The models included in this study are:
- TabPFNClassifier (Tabular Pretrained Feedforward Neural Network)
- Logistic Regression
- Gaussian Naive Bayes
- k-Nearest Neighbors (k-NN)
- Decision Tree
- Support Vector Machine (SVM) with RBF kernel
Dataset | Model | Accuracy | Fit Time (ms) | Predict Time (ms) |
---|---|---|---|---|
breast_cancer | LogisticRegression | 0.978723 | 17.718315 | 0.000000 |
breast_cancer | GaussianNB | 0.941489 | 0.995636 | 0.000000 |
breast_cancer | k-Nearest Neighbor | 0.957447 | 0.000000 | 9.120703 |
breast_cancer | DecisionTree | 0.920213 | 4.174471 | 0.000000 |
breast_cancer | SVM | 0.968085 | 2.934217 | 1.084566 |
breast_cancer | TabPFNClassifier | 0.978723 | 0.000000 | 951.638937 |
iris | LogisticRegression | 0.980000 | 4.997015 | 0.000000 |
iris | GaussianNB | 0.960000 | 1.000643 | 0.000000 |
iris | k-Nearest Neighbor | 0.980000 | 0.996351 | 1.993179 |
iris | DecisionTree | 0.980000 | 0.000000 | 0.000000 |
iris | SVM | 0.980000 | 0.000000 | 0.000000 |
iris | TabPFNClassifier | 0.980000 | 0.114679 | 223.053932 |
wine | LogisticRegression | 0.983051 | 4.358292 | 0.000000 |
wine | GaussianNB | 1.000000 | 0.000000 | 0.996113 |
wine | k-Nearest Neighbor | 0.966102 | 0.000000 | 2.502203 |
wine | DecisionTree | 0.966102 | 1.044512 | 0.000000 |
wine | SVM | 0.983051 | 0.741243 | 0.000000 |
wine | TabPFNClassifier | 1.000000 | 0.998259 | 269.511700 |
-
TabPFNClassifier Strengths:
- Achieved the highest accuracy on all datasets, matching or exceeding other models.
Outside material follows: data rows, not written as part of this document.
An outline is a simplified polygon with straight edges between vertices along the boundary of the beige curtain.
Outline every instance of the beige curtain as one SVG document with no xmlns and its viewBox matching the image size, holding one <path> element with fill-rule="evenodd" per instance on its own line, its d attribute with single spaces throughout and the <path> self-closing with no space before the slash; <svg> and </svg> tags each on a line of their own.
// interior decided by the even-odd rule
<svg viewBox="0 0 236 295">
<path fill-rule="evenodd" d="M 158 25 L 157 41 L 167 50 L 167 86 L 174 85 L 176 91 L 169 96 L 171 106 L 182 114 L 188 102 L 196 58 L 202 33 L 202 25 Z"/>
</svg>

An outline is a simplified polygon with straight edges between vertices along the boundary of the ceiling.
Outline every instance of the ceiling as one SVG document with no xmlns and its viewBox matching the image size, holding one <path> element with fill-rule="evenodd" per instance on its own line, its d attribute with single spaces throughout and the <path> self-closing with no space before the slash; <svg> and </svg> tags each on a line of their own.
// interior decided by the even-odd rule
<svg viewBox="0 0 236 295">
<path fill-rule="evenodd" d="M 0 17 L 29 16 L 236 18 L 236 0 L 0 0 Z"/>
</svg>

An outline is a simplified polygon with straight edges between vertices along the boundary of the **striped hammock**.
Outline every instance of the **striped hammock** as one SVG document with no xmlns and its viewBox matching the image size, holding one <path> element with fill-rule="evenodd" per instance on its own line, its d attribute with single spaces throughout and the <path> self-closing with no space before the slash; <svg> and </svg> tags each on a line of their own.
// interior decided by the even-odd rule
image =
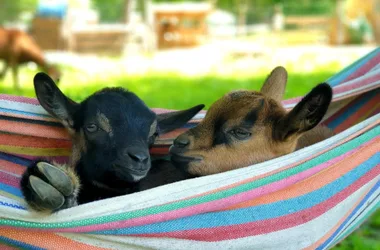
<svg viewBox="0 0 380 250">
<path fill-rule="evenodd" d="M 36 157 L 67 161 L 63 127 L 35 99 L 0 95 L 0 248 L 327 249 L 380 205 L 380 48 L 328 79 L 336 136 L 267 162 L 100 200 L 50 216 L 25 208 Z M 292 108 L 299 98 L 283 102 Z M 156 110 L 157 112 L 165 112 Z M 152 154 L 167 154 L 162 136 Z"/>
</svg>

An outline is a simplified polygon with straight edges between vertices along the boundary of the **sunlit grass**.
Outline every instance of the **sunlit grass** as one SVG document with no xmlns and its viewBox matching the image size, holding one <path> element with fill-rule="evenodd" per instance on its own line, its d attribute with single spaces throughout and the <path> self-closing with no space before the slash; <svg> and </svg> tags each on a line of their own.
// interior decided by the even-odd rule
<svg viewBox="0 0 380 250">
<path fill-rule="evenodd" d="M 16 91 L 12 79 L 8 75 L 0 89 L 3 94 L 35 97 L 33 76 L 36 71 L 23 69 L 22 89 Z M 206 75 L 188 77 L 178 74 L 150 74 L 145 76 L 108 76 L 88 79 L 80 72 L 66 71 L 59 86 L 62 91 L 75 101 L 83 100 L 106 86 L 122 86 L 136 93 L 149 107 L 182 109 L 203 103 L 209 107 L 211 103 L 225 93 L 236 89 L 259 90 L 269 72 L 254 76 L 217 76 Z M 285 98 L 305 94 L 316 84 L 325 81 L 333 72 L 292 73 L 289 72 Z"/>
</svg>

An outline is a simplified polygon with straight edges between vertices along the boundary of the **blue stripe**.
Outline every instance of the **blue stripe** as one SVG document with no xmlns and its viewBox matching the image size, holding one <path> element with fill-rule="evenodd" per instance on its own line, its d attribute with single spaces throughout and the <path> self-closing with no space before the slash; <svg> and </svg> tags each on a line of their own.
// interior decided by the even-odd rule
<svg viewBox="0 0 380 250">
<path fill-rule="evenodd" d="M 4 242 L 7 245 L 11 245 L 11 246 L 15 246 L 15 247 L 21 247 L 21 249 L 33 249 L 33 250 L 45 249 L 45 248 L 35 247 L 33 245 L 29 245 L 29 244 L 23 243 L 21 241 L 9 239 L 9 238 L 6 238 L 4 236 L 0 236 L 0 242 Z"/>
<path fill-rule="evenodd" d="M 11 113 L 11 114 L 19 114 L 19 115 L 27 115 L 27 116 L 37 116 L 37 117 L 44 117 L 44 118 L 52 118 L 52 116 L 50 116 L 50 115 L 37 114 L 37 113 L 21 111 L 21 110 L 14 110 L 14 109 L 7 109 L 7 108 L 0 108 L 0 112 Z"/>
<path fill-rule="evenodd" d="M 6 185 L 0 182 L 0 190 L 5 191 L 7 193 L 13 194 L 18 197 L 24 197 L 20 191 L 20 189 Z"/>
<path fill-rule="evenodd" d="M 5 160 L 5 161 L 9 161 L 9 162 L 12 162 L 12 163 L 15 163 L 18 165 L 22 165 L 25 167 L 29 166 L 32 163 L 31 160 L 28 160 L 28 159 L 25 159 L 25 158 L 22 158 L 19 156 L 15 156 L 15 155 L 3 153 L 3 152 L 0 152 L 0 159 Z"/>
<path fill-rule="evenodd" d="M 376 212 L 377 209 L 380 208 L 379 198 L 380 198 L 379 196 L 376 197 L 376 201 L 375 201 L 376 205 L 371 210 L 366 212 L 366 214 L 364 214 L 364 216 L 361 217 L 358 221 L 355 221 L 355 223 L 353 225 L 351 225 L 350 228 L 346 229 L 346 231 L 343 234 L 339 235 L 336 239 L 334 239 L 334 241 L 330 245 L 332 245 L 332 246 L 336 245 L 338 242 L 340 242 L 341 240 L 346 238 L 349 234 L 351 234 L 353 231 L 355 231 L 357 229 L 357 227 L 360 226 L 361 224 L 363 224 L 363 222 L 365 220 L 367 220 L 369 217 L 371 217 L 373 215 L 373 213 Z M 327 247 L 329 247 L 329 246 L 327 246 Z"/>
<path fill-rule="evenodd" d="M 363 107 L 370 99 L 376 97 L 378 93 L 380 93 L 379 90 L 370 91 L 367 92 L 364 96 L 360 96 L 359 99 L 354 100 L 355 104 L 349 109 L 345 110 L 343 114 L 331 121 L 328 124 L 328 127 L 334 130 L 337 126 L 339 126 L 346 119 L 348 119 L 352 114 L 356 113 L 361 107 Z"/>
<path fill-rule="evenodd" d="M 375 57 L 378 53 L 380 53 L 380 48 L 377 48 L 367 54 L 366 56 L 362 57 L 358 61 L 354 62 L 350 66 L 346 67 L 344 70 L 339 72 L 338 74 L 330 77 L 327 82 L 332 86 L 339 85 L 343 80 L 345 80 L 352 72 L 356 71 L 360 67 L 362 67 L 366 62 L 371 60 L 373 57 Z"/>
<path fill-rule="evenodd" d="M 357 181 L 360 177 L 368 173 L 371 169 L 375 168 L 379 163 L 379 159 L 380 152 L 373 155 L 367 161 L 363 162 L 355 169 L 346 173 L 334 182 L 327 184 L 319 190 L 315 190 L 311 193 L 296 198 L 256 207 L 236 209 L 232 211 L 199 214 L 195 216 L 189 216 L 143 226 L 96 231 L 96 234 L 131 235 L 164 233 L 199 228 L 237 225 L 289 215 L 318 205 L 319 203 L 333 197 L 336 193 L 344 190 L 346 187 Z"/>
<path fill-rule="evenodd" d="M 368 192 L 368 194 L 363 198 L 363 200 L 359 203 L 359 205 L 352 211 L 352 213 L 347 217 L 347 219 L 338 227 L 338 229 L 328 238 L 322 245 L 320 245 L 317 249 L 325 248 L 334 238 L 335 236 L 342 231 L 342 229 L 346 226 L 346 224 L 351 220 L 351 218 L 358 212 L 358 210 L 367 205 L 366 202 L 371 197 L 371 195 L 376 192 L 380 188 L 380 181 L 376 183 L 376 185 Z"/>
<path fill-rule="evenodd" d="M 10 204 L 10 203 L 8 203 L 8 202 L 3 202 L 3 201 L 0 201 L 0 205 L 1 205 L 1 206 L 4 206 L 4 207 L 12 207 L 12 208 L 17 208 L 17 209 L 26 210 L 26 208 L 23 207 L 23 206 L 16 205 L 16 204 Z"/>
</svg>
- Particularly effective on the Wine dataset, achieving perfect accuracy.
-
TabPFNClassifier Limitations:
- The prediction time for the TabPFNClassifier is significantly longer than other models, especially on larger datasets like Breast Cancer (~951 ms).
-
Efficiency Comparison:
- Models like GaussianNB and DecisionTree excel in computational efficiency, with minimal fit and prediction times.
- Logistic Regression and SVM offer a good balance between accuracy and computational speed.
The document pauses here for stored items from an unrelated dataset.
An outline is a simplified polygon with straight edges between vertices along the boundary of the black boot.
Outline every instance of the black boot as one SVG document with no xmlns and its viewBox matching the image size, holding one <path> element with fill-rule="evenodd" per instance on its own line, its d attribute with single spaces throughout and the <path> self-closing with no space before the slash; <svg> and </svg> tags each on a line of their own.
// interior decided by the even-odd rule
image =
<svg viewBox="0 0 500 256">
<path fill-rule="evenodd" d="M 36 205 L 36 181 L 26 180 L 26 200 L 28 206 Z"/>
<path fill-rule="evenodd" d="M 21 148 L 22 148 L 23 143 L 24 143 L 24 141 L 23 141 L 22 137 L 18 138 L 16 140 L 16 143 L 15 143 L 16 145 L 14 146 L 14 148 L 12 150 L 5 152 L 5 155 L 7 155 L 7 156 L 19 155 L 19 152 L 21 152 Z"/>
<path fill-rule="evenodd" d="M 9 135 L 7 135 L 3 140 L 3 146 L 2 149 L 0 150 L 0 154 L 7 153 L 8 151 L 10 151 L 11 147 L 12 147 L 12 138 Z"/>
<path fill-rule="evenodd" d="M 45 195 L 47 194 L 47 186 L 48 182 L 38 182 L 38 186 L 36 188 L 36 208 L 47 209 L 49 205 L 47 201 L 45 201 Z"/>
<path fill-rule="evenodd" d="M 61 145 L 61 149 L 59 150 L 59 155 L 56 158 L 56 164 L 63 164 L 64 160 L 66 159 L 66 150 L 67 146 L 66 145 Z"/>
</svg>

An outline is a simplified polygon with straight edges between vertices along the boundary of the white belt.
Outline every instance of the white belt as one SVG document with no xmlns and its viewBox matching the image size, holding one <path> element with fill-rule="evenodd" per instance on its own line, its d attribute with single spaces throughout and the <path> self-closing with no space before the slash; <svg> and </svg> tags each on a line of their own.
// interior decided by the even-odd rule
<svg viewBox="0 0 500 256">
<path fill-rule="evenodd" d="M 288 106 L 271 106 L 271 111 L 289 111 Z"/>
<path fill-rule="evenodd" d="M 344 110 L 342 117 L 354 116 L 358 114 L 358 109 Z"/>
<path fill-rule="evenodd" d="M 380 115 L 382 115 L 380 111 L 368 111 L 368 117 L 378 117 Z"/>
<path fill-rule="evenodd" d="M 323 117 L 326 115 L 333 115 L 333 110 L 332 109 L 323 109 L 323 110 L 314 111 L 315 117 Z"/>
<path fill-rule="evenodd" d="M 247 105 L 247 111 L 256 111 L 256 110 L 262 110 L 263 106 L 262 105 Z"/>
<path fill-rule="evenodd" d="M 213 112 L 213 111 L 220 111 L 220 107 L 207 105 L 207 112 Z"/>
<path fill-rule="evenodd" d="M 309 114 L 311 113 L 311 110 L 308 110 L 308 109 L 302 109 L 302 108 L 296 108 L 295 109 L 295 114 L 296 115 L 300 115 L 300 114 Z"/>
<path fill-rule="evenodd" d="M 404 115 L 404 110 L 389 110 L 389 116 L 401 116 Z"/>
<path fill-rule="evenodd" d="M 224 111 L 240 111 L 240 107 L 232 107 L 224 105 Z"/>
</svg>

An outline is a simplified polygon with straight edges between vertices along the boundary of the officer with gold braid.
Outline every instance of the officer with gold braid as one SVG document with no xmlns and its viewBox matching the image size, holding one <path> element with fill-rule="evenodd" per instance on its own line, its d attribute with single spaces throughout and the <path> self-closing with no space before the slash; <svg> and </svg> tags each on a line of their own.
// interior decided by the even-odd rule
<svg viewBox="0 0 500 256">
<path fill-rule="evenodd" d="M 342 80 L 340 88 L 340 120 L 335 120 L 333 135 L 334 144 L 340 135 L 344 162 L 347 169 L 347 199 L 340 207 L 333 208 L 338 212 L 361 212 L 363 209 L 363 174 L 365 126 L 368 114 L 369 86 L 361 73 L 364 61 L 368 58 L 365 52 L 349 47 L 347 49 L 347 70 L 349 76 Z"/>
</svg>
- Use TabPFNClassifier for scenarios requiring top-tier accuracy, particularly when prediction speed is not a constraint.
- For real-time applications or larger datasets, consider faster models like GaussianNB or DecisionTree.
- Python 3.8 or later
- Required libraries:
scikit-learn
,pandas
,plotly
,tabpfn
Install dependencies using pip:
pip install scikit-learn pandas plotly tabpfn
Open the main.ipynb Jupyter Notebook and execute all cells to reproduce the analysis:
jupyter notebook main.ipynb
- Interactive Accuracy Graph: Visualizes the accuracy of models across datasets.
- Interactive Time Graph: Compares fit and predict times across models.
- Results DataFrame: A tabular summary of metrics.
This project is licensed under the MIT License.